C’est dans le même esprit que j’ai souvent rappelé par la suite à mes étudiants que les idéologies constituaient de puissants moyens de comprendre le réel et d’agir sur lui, mais que toute idéologie poussée à bout devenait absurde et dangereuse, le réel étant par définition plus complexe qu’elle.

Mais revenons à nos moutons ! Un an après le début de la crise, une année pendant laquelle les médias n’ont pratiquement parlé que de cela, la réalité est que nous nous retrouvons tous changés collectivement et individuellement, entre autres parce que nous avons été pénétrés à des degrés divers par la peur.

Pendant que les experts prenaient de plus en plus de place, s’est graduellement imposée une nouvelle idéologie sanitaire dont le rapport avec la science est parfois ténu, chaque société gérant à sa façon l’universelle pandémie. C’est ainsi que le sacro-saint deux mètres devient un mètre en Europe, que les règles sur l’ouverture des écoles, commerces et restaurants varient d’un endroit à l’autre, etc.

Pendant des mois, cette doctrine s’est nourrie au Québec d’un unanimisme où toute critique à l’égard du gouvernement ou des consignes de la Santé publique faisait de son auteur au mieux un inconscient, un égoïste ou un irresponsable, au pire un dangereux complotiste ou trumpiste.

Alors que le réel dans sa complexité recommence heureusement à reprendre ses droits, il ne faut pas s’attendre à ce que les chantres de cette nouvelle idéologie sanitaire laissent facilement leur place.

Un Québec apeuré

Il va rester encore périlleux de contester quelque chose qui se veut essentiellement scientifique, sans parler du fait qu’on peut toujours trouver ailleurs dans le monde des exemples de restrictions dont la justification est de sauver des vies.
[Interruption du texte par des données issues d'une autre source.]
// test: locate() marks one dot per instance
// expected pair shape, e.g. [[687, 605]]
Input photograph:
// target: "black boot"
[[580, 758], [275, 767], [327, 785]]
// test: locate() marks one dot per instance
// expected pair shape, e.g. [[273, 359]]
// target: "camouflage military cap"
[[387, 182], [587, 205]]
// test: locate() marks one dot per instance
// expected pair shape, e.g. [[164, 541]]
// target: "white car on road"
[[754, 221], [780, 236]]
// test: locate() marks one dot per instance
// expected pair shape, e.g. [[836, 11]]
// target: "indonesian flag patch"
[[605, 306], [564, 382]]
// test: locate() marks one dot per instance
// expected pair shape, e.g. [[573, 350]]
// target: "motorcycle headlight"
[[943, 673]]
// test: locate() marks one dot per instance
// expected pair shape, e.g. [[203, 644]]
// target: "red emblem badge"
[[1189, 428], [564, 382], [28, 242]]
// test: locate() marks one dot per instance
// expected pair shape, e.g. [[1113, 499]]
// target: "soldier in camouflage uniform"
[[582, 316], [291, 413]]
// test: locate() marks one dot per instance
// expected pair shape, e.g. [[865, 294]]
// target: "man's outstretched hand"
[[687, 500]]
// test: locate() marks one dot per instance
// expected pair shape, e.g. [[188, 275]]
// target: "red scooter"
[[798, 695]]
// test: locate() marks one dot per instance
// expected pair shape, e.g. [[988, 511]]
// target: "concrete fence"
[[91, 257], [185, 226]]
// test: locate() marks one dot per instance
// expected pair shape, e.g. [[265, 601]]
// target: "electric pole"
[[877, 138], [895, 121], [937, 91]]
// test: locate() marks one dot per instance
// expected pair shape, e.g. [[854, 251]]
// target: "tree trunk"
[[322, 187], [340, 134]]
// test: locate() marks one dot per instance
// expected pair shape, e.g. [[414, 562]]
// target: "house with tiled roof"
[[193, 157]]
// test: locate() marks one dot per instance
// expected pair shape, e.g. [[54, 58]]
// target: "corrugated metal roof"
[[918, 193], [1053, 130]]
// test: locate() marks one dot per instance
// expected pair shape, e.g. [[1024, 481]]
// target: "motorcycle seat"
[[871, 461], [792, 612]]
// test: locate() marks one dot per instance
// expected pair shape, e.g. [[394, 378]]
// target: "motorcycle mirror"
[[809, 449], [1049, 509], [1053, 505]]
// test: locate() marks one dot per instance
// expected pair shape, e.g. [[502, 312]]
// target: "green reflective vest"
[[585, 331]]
Qui peut être contre le fait de sauver des vies ?

Même quand le virus se sera estompé, il faut par ailleurs s’attendre à ce que la peur se maintienne un temps dans ce Québec du risque zéro et du principe de précaution tous azimuts, dont la population vieillissante est obsédée par la santé physique tout en étant incapable de donner quelque sens que ce soit à la mort.
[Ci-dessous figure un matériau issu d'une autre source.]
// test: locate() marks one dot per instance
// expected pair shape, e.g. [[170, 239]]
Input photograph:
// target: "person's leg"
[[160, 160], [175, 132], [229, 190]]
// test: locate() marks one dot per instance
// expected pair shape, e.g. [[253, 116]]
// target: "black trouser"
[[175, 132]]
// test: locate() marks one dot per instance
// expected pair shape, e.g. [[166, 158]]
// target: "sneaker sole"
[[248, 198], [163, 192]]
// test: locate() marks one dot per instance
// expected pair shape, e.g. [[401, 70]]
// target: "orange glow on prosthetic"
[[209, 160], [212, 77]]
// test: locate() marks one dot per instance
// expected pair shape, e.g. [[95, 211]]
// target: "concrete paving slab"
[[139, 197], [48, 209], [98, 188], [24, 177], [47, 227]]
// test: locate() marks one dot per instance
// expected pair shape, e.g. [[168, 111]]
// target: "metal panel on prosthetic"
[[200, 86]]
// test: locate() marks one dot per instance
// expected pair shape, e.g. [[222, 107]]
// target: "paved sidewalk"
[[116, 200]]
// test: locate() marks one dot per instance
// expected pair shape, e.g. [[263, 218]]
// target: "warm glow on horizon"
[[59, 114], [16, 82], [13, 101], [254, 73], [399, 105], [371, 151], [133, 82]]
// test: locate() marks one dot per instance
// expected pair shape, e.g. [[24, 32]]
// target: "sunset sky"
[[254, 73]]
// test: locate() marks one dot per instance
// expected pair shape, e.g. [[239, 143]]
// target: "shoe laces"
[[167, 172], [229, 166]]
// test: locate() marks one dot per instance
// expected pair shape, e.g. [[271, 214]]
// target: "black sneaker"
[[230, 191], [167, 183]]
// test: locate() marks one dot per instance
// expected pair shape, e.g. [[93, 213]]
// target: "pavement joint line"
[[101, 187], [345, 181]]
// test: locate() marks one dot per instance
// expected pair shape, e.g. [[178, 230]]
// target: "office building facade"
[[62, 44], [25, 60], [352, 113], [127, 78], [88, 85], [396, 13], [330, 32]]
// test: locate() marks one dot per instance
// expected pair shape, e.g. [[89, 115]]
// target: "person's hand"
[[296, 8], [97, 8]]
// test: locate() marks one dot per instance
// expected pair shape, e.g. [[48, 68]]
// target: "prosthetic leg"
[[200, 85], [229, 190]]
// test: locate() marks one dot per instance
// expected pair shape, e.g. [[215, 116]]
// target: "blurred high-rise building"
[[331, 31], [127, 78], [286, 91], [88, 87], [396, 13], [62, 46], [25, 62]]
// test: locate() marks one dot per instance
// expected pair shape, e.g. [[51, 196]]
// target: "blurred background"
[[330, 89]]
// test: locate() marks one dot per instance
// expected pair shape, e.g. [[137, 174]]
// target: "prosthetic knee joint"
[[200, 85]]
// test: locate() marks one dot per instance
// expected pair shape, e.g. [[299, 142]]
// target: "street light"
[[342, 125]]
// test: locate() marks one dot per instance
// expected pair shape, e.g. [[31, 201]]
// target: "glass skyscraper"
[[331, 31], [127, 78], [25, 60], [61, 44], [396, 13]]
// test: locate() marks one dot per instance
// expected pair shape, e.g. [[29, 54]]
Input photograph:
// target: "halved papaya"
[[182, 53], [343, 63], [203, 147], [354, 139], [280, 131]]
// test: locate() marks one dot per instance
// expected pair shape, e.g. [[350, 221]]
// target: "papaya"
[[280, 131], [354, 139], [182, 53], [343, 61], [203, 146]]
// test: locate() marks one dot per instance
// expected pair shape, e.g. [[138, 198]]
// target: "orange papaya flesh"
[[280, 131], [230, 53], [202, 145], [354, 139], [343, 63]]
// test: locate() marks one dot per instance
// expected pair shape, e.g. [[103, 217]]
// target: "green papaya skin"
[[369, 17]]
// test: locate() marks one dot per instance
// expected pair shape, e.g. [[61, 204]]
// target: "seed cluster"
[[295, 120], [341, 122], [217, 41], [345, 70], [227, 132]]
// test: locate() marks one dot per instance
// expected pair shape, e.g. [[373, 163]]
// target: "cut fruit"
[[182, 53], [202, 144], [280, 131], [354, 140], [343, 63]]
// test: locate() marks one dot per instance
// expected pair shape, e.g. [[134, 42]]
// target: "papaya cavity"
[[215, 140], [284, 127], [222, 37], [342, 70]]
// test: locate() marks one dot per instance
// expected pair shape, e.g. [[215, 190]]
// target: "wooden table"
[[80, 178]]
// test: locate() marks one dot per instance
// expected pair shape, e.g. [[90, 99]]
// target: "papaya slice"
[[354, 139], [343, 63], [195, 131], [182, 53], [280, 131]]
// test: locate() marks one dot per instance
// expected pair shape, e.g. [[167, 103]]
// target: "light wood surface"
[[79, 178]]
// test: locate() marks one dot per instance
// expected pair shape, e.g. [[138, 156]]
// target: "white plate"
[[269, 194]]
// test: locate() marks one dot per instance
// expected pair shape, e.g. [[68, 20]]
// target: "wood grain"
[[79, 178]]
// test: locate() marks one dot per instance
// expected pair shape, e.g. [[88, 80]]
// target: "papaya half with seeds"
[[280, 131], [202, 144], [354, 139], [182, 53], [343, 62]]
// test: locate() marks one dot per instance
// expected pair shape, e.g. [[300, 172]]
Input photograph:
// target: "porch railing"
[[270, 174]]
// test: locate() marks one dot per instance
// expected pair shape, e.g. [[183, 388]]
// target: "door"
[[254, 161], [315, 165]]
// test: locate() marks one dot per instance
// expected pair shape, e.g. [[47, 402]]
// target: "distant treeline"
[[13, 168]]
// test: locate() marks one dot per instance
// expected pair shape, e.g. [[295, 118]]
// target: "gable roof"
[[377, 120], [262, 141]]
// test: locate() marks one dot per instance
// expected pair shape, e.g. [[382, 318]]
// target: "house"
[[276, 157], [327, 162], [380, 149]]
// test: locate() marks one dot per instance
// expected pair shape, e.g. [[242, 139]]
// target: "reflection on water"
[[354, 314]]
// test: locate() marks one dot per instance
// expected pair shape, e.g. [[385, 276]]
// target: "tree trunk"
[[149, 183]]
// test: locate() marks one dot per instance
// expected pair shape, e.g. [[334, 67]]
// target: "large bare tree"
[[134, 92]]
L’arrivée de nouveaux virus ou de nouveaux variants n’est-elle pas possible, sinon probable ? L’efficacité des vaccins n’est-elle pas relative et limitée dans le temps ? Le port du masque n’est-il pas devenu une seconde nature pour bien de gens ?
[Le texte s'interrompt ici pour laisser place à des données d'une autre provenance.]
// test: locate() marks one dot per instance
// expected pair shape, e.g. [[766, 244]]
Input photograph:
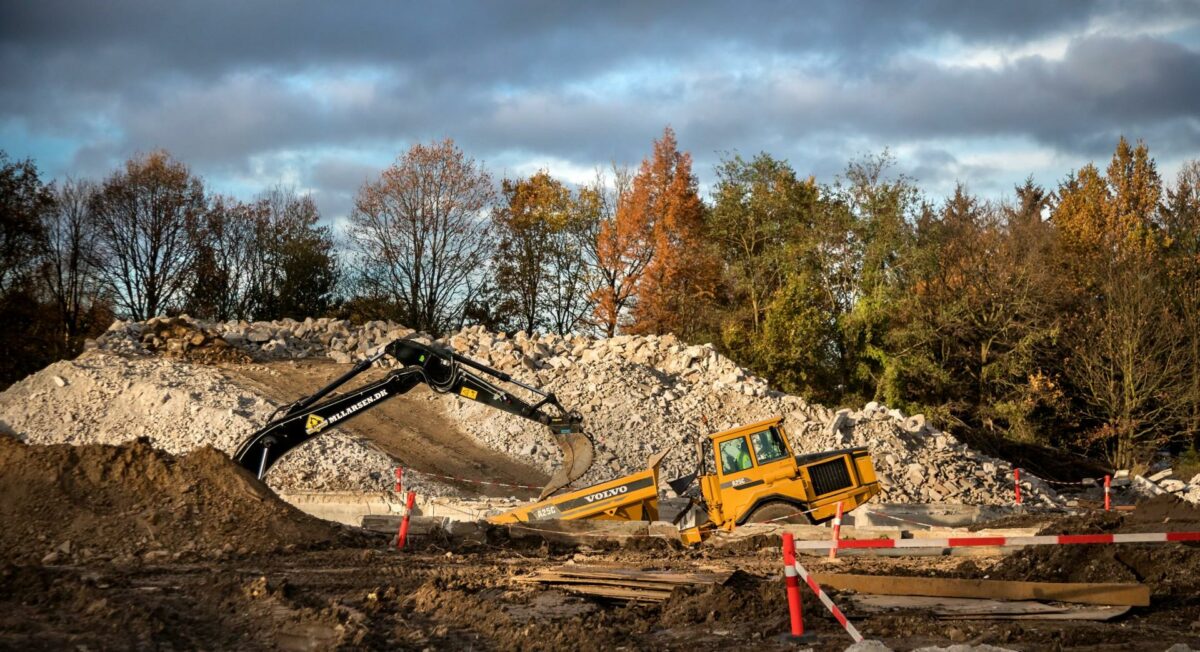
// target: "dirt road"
[[409, 429], [468, 599]]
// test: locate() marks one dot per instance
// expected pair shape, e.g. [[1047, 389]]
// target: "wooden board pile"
[[622, 584]]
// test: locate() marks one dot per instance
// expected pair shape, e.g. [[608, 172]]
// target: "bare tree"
[[226, 251], [1129, 364], [145, 215], [570, 268], [420, 233], [294, 269], [70, 257]]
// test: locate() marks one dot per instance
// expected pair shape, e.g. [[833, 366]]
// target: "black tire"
[[778, 512]]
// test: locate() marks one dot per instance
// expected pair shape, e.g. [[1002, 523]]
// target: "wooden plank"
[[1133, 594], [640, 575], [619, 593], [1099, 612], [559, 580], [949, 606]]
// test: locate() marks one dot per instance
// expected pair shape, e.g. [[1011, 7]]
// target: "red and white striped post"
[[791, 578], [1108, 498], [1017, 484], [837, 533], [402, 536], [828, 603]]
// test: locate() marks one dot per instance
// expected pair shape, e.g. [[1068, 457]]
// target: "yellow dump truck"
[[745, 474]]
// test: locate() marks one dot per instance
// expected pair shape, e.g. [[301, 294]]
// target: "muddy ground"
[[375, 598], [130, 548]]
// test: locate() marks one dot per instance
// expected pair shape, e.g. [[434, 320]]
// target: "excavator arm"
[[444, 371]]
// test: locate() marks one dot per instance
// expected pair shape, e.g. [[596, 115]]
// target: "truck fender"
[[769, 498]]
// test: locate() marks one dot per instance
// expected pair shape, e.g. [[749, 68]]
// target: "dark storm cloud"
[[226, 85]]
On verra ce qu’il en sera quand on aura fini de vacciner les Québécois les plus susceptibles de mourir de la COVID-19 ou d’en développer les formes les plus graves. Même quand il n’y aura pratiquement plus de morts, combien s’en trouvera-t-il pour réclamer le maintien de mesures de restriction liberticides, mais sécurisantes auxquelles ils se sont habitués ?

On réalisera peut-être alors qu’il était plus facile de perdre nos droits et nos libertés que de les récupérer, dans un Québec apeuré où les amendes pour les feux de camp dehors battent tous les records.